Posted by Marc Gardner on Thu, Aug 17, 2017

EU guidelines revised in 2013 set out best-practice methods for how medicines and other pharmaceutical products should be stored, transported and handled. These Good Distribution Practice (GDP) guidelines have gained real traction, and the regulator, MHRA, is putting more and more pressure on businesses to ensure they're compliant.

Qualsys recently partnered with long-standing GDP consultants PJH Logistics Solutions. PJH have years of expertise in helping a wide range of businesses – from global pharmaceutical giants to regional transport firms – to understand and adapt to GDP.

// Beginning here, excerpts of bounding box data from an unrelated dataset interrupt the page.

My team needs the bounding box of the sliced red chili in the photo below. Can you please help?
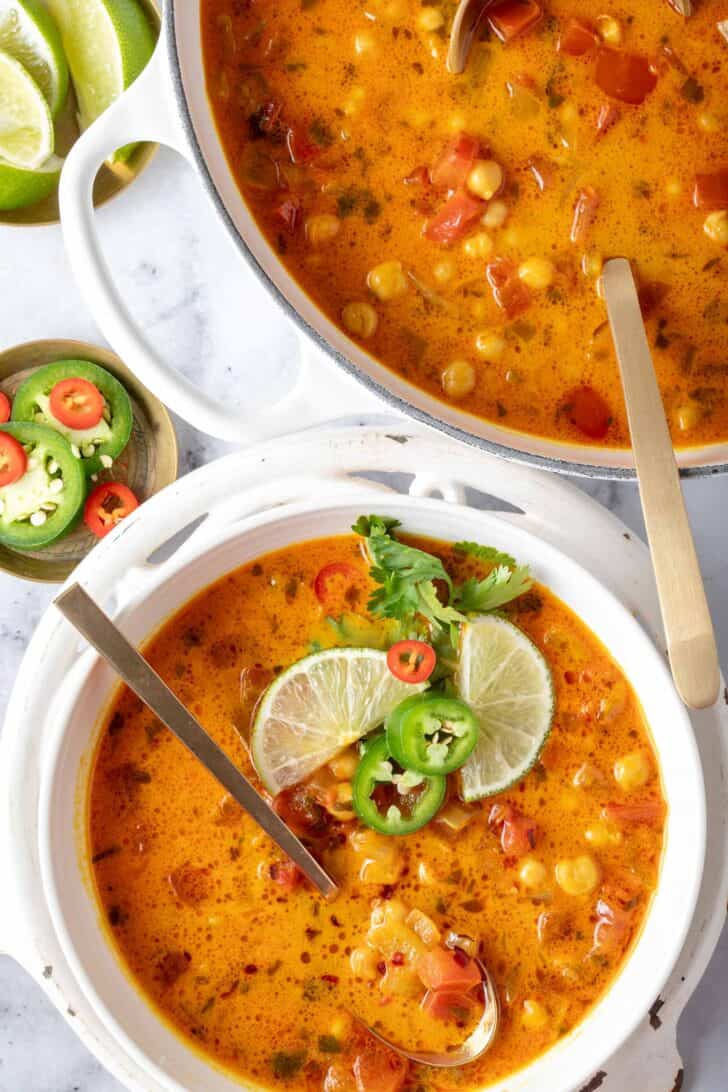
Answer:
[50,378,104,428]
[595,46,657,106]
[0,432,27,487]
[566,387,611,440]
[487,0,541,41]
[83,482,139,538]
[425,190,485,245]
[386,641,438,683]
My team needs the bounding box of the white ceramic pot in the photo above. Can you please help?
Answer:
[28,493,705,1092]
[60,0,728,478]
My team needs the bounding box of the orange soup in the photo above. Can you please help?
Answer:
[88,517,665,1092]
[201,0,728,447]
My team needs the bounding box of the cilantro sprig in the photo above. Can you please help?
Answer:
[353,515,533,639]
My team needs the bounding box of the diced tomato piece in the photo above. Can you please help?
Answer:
[693,167,728,209]
[431,133,480,190]
[595,46,657,106]
[416,948,480,994]
[557,19,599,57]
[565,385,611,440]
[601,800,665,827]
[275,198,303,235]
[486,0,541,41]
[351,1036,409,1092]
[571,186,601,242]
[486,258,530,319]
[420,989,473,1020]
[488,804,538,857]
[268,860,303,891]
[425,190,485,246]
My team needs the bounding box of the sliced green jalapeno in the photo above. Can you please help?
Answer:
[385,693,480,775]
[353,733,447,834]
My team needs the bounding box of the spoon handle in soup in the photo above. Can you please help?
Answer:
[602,258,720,709]
[55,584,336,897]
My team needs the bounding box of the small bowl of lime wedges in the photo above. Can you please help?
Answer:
[0,0,159,226]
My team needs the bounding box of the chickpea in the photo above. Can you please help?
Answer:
[703,209,728,247]
[518,857,548,889]
[518,258,554,292]
[554,854,599,895]
[463,232,493,258]
[306,212,342,247]
[367,260,409,300]
[342,302,379,337]
[521,997,549,1031]
[465,159,503,201]
[480,201,509,230]
[475,330,505,364]
[597,15,623,46]
[442,360,475,402]
[614,751,652,793]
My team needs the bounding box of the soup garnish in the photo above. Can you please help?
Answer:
[88,517,665,1092]
[201,0,728,447]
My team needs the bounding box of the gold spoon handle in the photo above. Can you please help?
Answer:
[55,584,336,897]
[602,258,720,709]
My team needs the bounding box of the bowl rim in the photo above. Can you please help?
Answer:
[38,492,706,1092]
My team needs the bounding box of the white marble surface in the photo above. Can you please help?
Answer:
[0,153,728,1092]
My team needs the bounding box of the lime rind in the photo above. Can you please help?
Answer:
[455,615,554,800]
[251,648,427,794]
[0,0,69,118]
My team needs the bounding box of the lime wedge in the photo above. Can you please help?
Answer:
[0,50,53,170]
[0,0,69,117]
[251,649,427,794]
[455,615,553,800]
[48,0,155,129]
[0,155,63,209]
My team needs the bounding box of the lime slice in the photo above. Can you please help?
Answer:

We spoke to Pelleren Hodges, PJH's owner and director, about the benefits of enlisting a consultant, and why any company required to meet GDP should consider doing so.

Vast knowledge of what GDP involves

GDP is no different to many other quality standards and guidelines in that it's complex to interpret and often difficult to implement. It might be new to you, but a GDP consultant has been down that road many times before.

"Most of what we do revolves around GDP, particularly in relation to the pharmaceutical business," Pelleren says. "Part of it is sub-contracting for other consultancy firms, and the other part is direct work with our own clients. 

"It could be a project to get a company up and running in applying for a Wholesale Distribution Authorisation (WDA). It could be a pre-inspection audit or a customer inspection. We might act as Responsible Persons for WDA licences, or set up quality management systems. Our work is extensive."

Experience of implementing quality management systems (QMS)

Complying with GDP means taking a consistent, organised, systematic approach. There's no better way to do this than by implementing a QMS throughout your business. A GDP consultant will know how that implementation process should unfold, and consider questions like:

  • What kind of product do you provide?
  • Do you store the product yourself or do you outsource it to someone else?
  • Are your suppliers complying with what you want them to do?
  • What are your premises like? What equipment do you use?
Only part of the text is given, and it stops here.